Richard Fernandez of the Belmont Club, longtime resident of the Philippines, is back there on special assignment to PJM. He has a very useful writeup on the background of the conflict in the southern, Muslim regions. He also has a much darker forecast than mine about the region's prospects.
For example, when counterterrorist intelligence learned that Jemaah Islamiyah cadres were being trained in terrorist skills in a Moro Islamic Liberation Front area, they hesitated to raid the site because the Moro Islamic Liberation Front was a officially a "peace partner" of the government.I still think exactly that is the way forward -- using the MILF's natural pursuit of its own interests to deny the area to the JI. The MILF has been a "peace partner" in more than name, having assisted government forces on several occasions; and its spokesman, Eid Kabalu, has a devotion to peaceful rhetoric unusual in armed Muslim movements. Even when his brother was killed by police in a drug raid, he kept to formulations built around investigations and negotiations. Rhetoric is just words, but you'd have to go a long way to find another movement of this type which was as willing to be judicious with its words.A Filipino intelligence official attempted to square the circle by persuading his Muslim contacts in the MILF to attack the JI camp with government sanction. Asked whether this may have tipped the JI off into escaping, the official said "That was a risk, but what else was there to do? The official policy is to pursue a political settlement whether anyone really wants it or not." But if the chance of a comprehensive political solution seemed distant ("They’ll solve the Israeli-Palestine problem before we solve this") a military solution seemed equally remote.

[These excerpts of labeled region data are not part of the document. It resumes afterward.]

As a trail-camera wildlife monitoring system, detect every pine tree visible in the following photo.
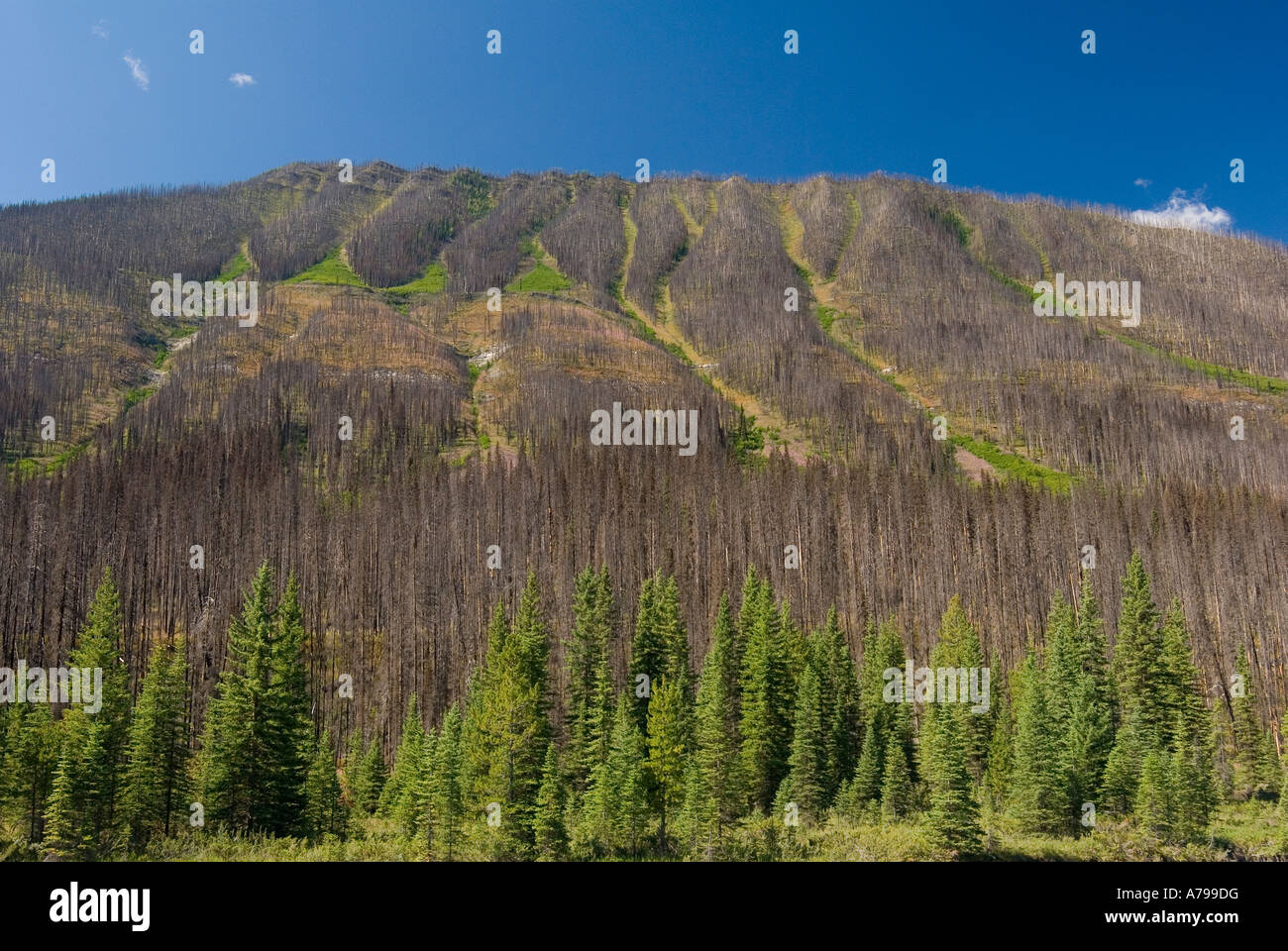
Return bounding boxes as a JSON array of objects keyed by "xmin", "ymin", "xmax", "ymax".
[
  {"xmin": 304, "ymin": 731, "xmax": 347, "ymax": 840},
  {"xmin": 44, "ymin": 571, "xmax": 130, "ymax": 857},
  {"xmin": 851, "ymin": 721, "xmax": 898, "ymax": 805},
  {"xmin": 628, "ymin": 569, "xmax": 667, "ymax": 732},
  {"xmin": 1231, "ymin": 644, "xmax": 1266, "ymax": 799},
  {"xmin": 1100, "ymin": 707, "xmax": 1149, "ymax": 814},
  {"xmin": 125, "ymin": 638, "xmax": 190, "ymax": 845},
  {"xmin": 345, "ymin": 734, "xmax": 387, "ymax": 815},
  {"xmin": 984, "ymin": 690, "xmax": 1015, "ymax": 809},
  {"xmin": 0, "ymin": 703, "xmax": 61, "ymax": 843},
  {"xmin": 881, "ymin": 734, "xmax": 912, "ymax": 822},
  {"xmin": 1169, "ymin": 711, "xmax": 1218, "ymax": 841},
  {"xmin": 1008, "ymin": 647, "xmax": 1074, "ymax": 835},
  {"xmin": 785, "ymin": 665, "xmax": 828, "ymax": 822},
  {"xmin": 654, "ymin": 569, "xmax": 693, "ymax": 705},
  {"xmin": 811, "ymin": 605, "xmax": 863, "ymax": 802},
  {"xmin": 380, "ymin": 693, "xmax": 425, "ymax": 834},
  {"xmin": 647, "ymin": 678, "xmax": 690, "ymax": 851},
  {"xmin": 739, "ymin": 583, "xmax": 793, "ymax": 810},
  {"xmin": 200, "ymin": 562, "xmax": 310, "ymax": 835},
  {"xmin": 1050, "ymin": 575, "xmax": 1116, "ymax": 806},
  {"xmin": 922, "ymin": 680, "xmax": 983, "ymax": 854},
  {"xmin": 686, "ymin": 596, "xmax": 746, "ymax": 856},
  {"xmin": 580, "ymin": 690, "xmax": 648, "ymax": 854},
  {"xmin": 263, "ymin": 575, "xmax": 311, "ymax": 835},
  {"xmin": 921, "ymin": 598, "xmax": 986, "ymax": 854},
  {"xmin": 930, "ymin": 595, "xmax": 991, "ymax": 780},
  {"xmin": 532, "ymin": 744, "xmax": 568, "ymax": 861},
  {"xmin": 1113, "ymin": 552, "xmax": 1172, "ymax": 742},
  {"xmin": 1132, "ymin": 746, "xmax": 1176, "ymax": 841},
  {"xmin": 465, "ymin": 573, "xmax": 550, "ymax": 857},
  {"xmin": 564, "ymin": 569, "xmax": 614, "ymax": 793},
  {"xmin": 429, "ymin": 703, "xmax": 465, "ymax": 862}
]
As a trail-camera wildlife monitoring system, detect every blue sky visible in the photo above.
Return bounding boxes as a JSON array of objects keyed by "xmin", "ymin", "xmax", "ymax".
[{"xmin": 0, "ymin": 0, "xmax": 1288, "ymax": 241}]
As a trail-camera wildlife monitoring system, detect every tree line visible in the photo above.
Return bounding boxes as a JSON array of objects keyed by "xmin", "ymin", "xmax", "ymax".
[{"xmin": 0, "ymin": 554, "xmax": 1288, "ymax": 860}]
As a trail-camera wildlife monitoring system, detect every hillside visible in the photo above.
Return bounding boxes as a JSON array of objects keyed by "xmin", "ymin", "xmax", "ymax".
[{"xmin": 0, "ymin": 162, "xmax": 1288, "ymax": 860}]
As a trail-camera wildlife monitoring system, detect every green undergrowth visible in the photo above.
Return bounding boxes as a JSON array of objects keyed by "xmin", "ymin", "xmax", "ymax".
[
  {"xmin": 283, "ymin": 245, "xmax": 368, "ymax": 287},
  {"xmin": 1109, "ymin": 334, "xmax": 1288, "ymax": 393},
  {"xmin": 505, "ymin": 263, "xmax": 572, "ymax": 294}
]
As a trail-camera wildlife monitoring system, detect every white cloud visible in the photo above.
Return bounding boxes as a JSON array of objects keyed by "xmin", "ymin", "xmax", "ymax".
[
  {"xmin": 121, "ymin": 52, "xmax": 150, "ymax": 91},
  {"xmin": 1129, "ymin": 188, "xmax": 1234, "ymax": 231}
]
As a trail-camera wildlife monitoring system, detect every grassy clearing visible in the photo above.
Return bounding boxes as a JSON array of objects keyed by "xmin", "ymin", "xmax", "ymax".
[
  {"xmin": 505, "ymin": 263, "xmax": 572, "ymax": 294},
  {"xmin": 1109, "ymin": 334, "xmax": 1288, "ymax": 393},
  {"xmin": 282, "ymin": 245, "xmax": 368, "ymax": 287},
  {"xmin": 949, "ymin": 436, "xmax": 1078, "ymax": 493},
  {"xmin": 82, "ymin": 802, "xmax": 1288, "ymax": 862},
  {"xmin": 385, "ymin": 261, "xmax": 447, "ymax": 294},
  {"xmin": 216, "ymin": 248, "xmax": 250, "ymax": 283}
]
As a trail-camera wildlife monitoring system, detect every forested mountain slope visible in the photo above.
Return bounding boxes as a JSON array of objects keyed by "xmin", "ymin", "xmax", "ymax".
[{"xmin": 0, "ymin": 162, "xmax": 1288, "ymax": 750}]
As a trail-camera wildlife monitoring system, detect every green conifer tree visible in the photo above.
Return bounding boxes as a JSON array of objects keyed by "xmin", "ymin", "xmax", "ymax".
[
  {"xmin": 881, "ymin": 733, "xmax": 912, "ymax": 822},
  {"xmin": 125, "ymin": 638, "xmax": 190, "ymax": 845},
  {"xmin": 785, "ymin": 665, "xmax": 828, "ymax": 822},
  {"xmin": 532, "ymin": 744, "xmax": 568, "ymax": 861},
  {"xmin": 304, "ymin": 731, "xmax": 348, "ymax": 841}
]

There is little doubt that some elements of the MILF, and its parent organization the MNLF (Moro National Liberation Front), have had contacts with terrorist groups. There are persistant reports that the two have allowed terrorists to train in their camps. However, there is also a record of cooperation -- sometimes grudging, sometimes ready -- that marks the MILF and MNLF alike as a different sort of movement from al Qaeda or Jemaah Islamiyah. If the right tools can be found, we should be able to disaggregate the MILF from the true terrorist groups in Southeast Asia. Given the fact that Mindanao is beyond the capacity of the RP government to truly control, that seems a wise policy.